Sorry for basic question to some of you.
Thanks


----------



## smokeysmoo (31 Aug 2014)

Sniffer77 said:


> Right I've managed to get a new wheel tyre and tube.
> Re cassette, should I get exactly the same as on the bike now? If so how to I check what type it is , I've looked at it and can't see it written anywhere .
> Sorry for basic question to some of you.
> Thanks


It will have the product code stamped on somewhere but you don't have to buy the exact same one anyway, just make sure you get Shimano* or Campagnolo, (whichever you run), and FWIW I'd stick to the same ratio cassette, (eg: 12-25), just to avoid any issues with chain length.

If in doubt just count the teeth on the largest and the smallest sprockets and get the same.
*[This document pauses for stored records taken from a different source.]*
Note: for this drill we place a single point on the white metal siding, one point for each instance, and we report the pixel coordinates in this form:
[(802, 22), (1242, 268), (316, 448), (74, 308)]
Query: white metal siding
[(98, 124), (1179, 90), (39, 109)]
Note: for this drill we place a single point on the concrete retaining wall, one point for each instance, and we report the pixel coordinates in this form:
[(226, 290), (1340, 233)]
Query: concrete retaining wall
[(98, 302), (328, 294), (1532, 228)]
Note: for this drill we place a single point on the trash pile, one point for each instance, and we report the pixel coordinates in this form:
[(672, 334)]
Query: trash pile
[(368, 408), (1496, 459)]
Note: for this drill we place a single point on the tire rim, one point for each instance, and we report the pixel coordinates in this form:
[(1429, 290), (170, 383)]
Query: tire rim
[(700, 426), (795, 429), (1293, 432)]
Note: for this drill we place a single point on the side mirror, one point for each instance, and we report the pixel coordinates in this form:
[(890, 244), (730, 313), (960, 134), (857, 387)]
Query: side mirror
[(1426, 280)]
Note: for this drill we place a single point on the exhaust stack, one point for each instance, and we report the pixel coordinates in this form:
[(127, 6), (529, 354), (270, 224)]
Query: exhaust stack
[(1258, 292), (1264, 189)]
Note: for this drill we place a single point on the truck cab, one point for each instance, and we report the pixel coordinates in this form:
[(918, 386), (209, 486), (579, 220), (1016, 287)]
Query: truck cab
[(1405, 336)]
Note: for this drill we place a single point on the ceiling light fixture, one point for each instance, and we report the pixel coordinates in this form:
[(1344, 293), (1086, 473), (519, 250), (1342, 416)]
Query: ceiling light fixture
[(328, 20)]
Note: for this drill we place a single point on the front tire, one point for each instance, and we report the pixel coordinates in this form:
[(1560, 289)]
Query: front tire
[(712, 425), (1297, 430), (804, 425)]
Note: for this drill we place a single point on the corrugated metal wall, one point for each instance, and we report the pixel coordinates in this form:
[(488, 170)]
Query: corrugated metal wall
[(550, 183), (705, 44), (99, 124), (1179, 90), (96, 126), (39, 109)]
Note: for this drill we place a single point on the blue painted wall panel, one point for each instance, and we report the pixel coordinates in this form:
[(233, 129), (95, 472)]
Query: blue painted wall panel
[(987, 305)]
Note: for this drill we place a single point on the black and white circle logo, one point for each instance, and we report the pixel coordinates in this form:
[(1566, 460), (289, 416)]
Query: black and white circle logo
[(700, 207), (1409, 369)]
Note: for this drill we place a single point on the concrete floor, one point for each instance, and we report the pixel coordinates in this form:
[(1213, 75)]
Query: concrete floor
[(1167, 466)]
Also, as you've gone down the extra wheel route anyway I'd stick the new cassette on the road wheel and the old cassette on the turbo wheel.

*Sram cassettes are fully compatible with Shimano as well.


----------



## Sniffer77 (31 Aug 2014)

smokeysmoo said:


> It will have the product code stamped on somewhere but you don't have to buy the exact same one anyway, just make sure you get Shimano* or Campagnolo, (whichever you run), and FWIW I'd stick to the same ratio cassette, (eg: 12-25), just to avoid any issues with chain length.
> 
> If in doubt just count the teeth on the largest and the smallest sprockets and get the same. Also, as you've gone down the extra wheel route anyway I'd stick the new cassette on the road wheel and the old cassette on the turbo wheel.
> 
> *Sram cassettes are fully compatible with Shimano as well.


 
Thanks , appreciate your guidance


----------